Mas quando se considera o retorno sobre o patrimônio do conjunto das estatais (relação entre o lucro e o patrimônio líquido médio), o indicador é de apenas 7%, e no retorno sobre os ativos (relação entre o lucro e o ativo total médio) o resultado é de 1% - ambos inferiores ao custo de oportunidade, considerando o custo de rolagem da dívida. "Isso mostra que, de fato, a eficiência das estatais é muito baixa", disse Mac Cord.
Salários
O levantamento traz ainda um perfil dos empregados das estatais. Hoje, são 460.195 empregados, dos quais 63% homens e 37% mulheres. Desse universo, 3,46% são de pessoas com deficiência. A maioria, formada por 251.711 funcionários, tem entre 31 e 45 anos. O tempo de serviço médio é de 14 anos.

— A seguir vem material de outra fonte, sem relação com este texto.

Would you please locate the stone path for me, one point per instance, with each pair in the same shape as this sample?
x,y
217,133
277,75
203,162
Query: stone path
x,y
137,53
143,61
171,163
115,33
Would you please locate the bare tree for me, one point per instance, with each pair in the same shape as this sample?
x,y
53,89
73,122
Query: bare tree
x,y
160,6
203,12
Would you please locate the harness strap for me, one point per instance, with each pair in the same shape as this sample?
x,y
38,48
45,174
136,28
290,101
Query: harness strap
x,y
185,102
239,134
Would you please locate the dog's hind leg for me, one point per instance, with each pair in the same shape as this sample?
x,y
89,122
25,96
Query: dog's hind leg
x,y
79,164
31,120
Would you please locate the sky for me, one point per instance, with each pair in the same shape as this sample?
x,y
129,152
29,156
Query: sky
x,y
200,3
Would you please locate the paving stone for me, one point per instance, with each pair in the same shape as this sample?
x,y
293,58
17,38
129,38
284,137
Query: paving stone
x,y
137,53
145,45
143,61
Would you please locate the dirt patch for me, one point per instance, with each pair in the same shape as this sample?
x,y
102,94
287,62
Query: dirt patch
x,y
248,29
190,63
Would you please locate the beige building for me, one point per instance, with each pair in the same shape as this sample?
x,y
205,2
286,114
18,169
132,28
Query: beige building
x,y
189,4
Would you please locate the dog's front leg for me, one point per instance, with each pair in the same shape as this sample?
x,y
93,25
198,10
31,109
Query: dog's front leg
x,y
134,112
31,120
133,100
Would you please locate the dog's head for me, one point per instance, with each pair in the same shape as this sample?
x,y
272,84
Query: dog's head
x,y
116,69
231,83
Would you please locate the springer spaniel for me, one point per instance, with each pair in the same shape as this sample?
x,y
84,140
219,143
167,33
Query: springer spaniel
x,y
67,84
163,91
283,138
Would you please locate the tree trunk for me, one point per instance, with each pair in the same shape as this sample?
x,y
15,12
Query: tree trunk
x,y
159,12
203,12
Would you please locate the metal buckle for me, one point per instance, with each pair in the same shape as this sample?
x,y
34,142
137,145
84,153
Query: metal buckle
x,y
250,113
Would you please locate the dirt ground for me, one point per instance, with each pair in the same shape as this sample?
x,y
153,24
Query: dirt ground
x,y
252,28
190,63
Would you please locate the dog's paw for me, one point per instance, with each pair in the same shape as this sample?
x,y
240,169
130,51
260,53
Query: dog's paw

Ao todo, as estatais gastaram R$ 96,6 bilhões em despesas com pessoal em 2020. A remuneração paga aos empregados varia conforme a empresa. Os honorários dos presidentes podem chegar a R$ 2,9 milhões por ano. Já os maiores salários médios são pagos na PPSA, estatal responsável por gerir os contratos de partilha oriundos de leilões do pré-sal, de R$ 34 mil. No BNDES, a remuneração média é de R$ 31 mil; na Petrobras, R$ 25 mil; na Codevasf, quase R$ 21 mil; na Finep, R$ 20 mil; e na Embrapa, R$ 20 mil também.
Plano de saúde
Os benefícios também são diferenciados conforme a estatal. O BNDES custeia 100% do plano de saúde de seus empregados, aposentados e dependentes. São 10.034 pessoas - 4.219 titulares e 5.815 dependentes - que custaram R$ 177,3 milhões no ano passado.
A Caixa, por sua vez, é responsável por 77% do plano de saúde dos empregados, cujo custo foi de 1,5 bilhão no ano passado. O universo de titulares e dependentes foi de 284.566 pessoas. No BB, que custeia 58% do plano de saúde, são 420.644 beneficiários, que custaram R$ 2 bilhões.
Os Correios pagam 68% do custo dos planos para 265.975 pessoas, um gasto de R$ 1,5 bilhão. A Eletrobras custeia 92% do plano dos 43.823 beneficiários e gastou R$ 399, milhões. A Petrobras, por sua vez, foi responsável por 73% do custo do plano de 276.815 beneficiários, e gastou R$ 2 bilhões no ano passado.
Previdência
O BNDES também se destaca no plano de previdência complementar. É a única estatal que ainda mantém um plano com benefício definido - ou seja, que precisa pagar um valor fixo mesmo que os rendimentos dos investimentos não alcancem a meta. Quando isso acontece, metade da contribuição é paga pelos beneficiários e a outra metade pela empresa. São 4.851 participantes, dos quais 2.535 ativos e 2.316 assistidos, com patrimônio de R$ 14,7 bilhões e déficit técnico acumulado de R$ 1,3 bilhão.
Até 2000, a legislação estabelecia paridade nas contribuições para empregados e estatais - ou seja, para cada R$ 1 aplicado pelo funcionário, a empresa aplicava o mesmo valor, sem limite para contribuição. Atualmente, o teto é de até 50%.